Closed Mushini closed 12 months ago

Mushini commented 1 year ago

Added comments about the following: max_value isn't actually the max value the code suffers heavily from modulo bias the article does not mention modulo biases

I'd suggest changing random_int to a uint64_t and assigning 8 bytes instead of 1; changing num1 to better reflect the notion of a "max_value"; and rewriting the article to warn against small datatypes and modulo biases (possibly with a link on the subject).

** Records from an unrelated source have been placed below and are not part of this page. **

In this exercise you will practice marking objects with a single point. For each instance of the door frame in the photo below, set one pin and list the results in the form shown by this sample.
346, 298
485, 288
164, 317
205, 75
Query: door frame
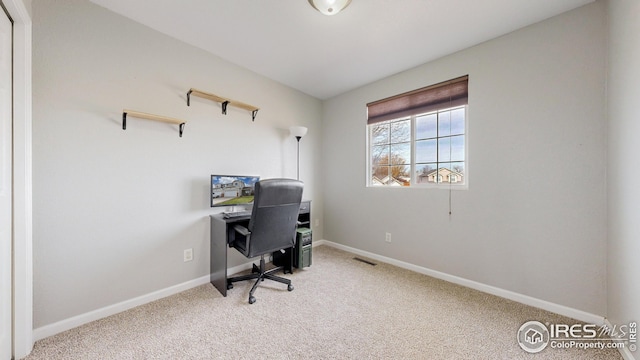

The WAX RNG Tutorial rng_sample gives an example of getting a random number (0-99) using a byte. But it doesn't mention modulo bias anywhere. uint8_t random_int % 100 gives a +50% bias to the first 56 numbers (0-55); a byte isn't large enough to mitigate modulo bias in this case. Modulo bias is an important subject when it comes to RNG, it can be eliminated with rejection sampling, or proper modulo boundaries; or it can be mitigated with large storage space relative to modulus number (e.g. if random_int's data type were uint64_t).

Using a single byte for this would be a bad practice to follow and teach. And I think it might be good for the tutorial to mention modulo biases.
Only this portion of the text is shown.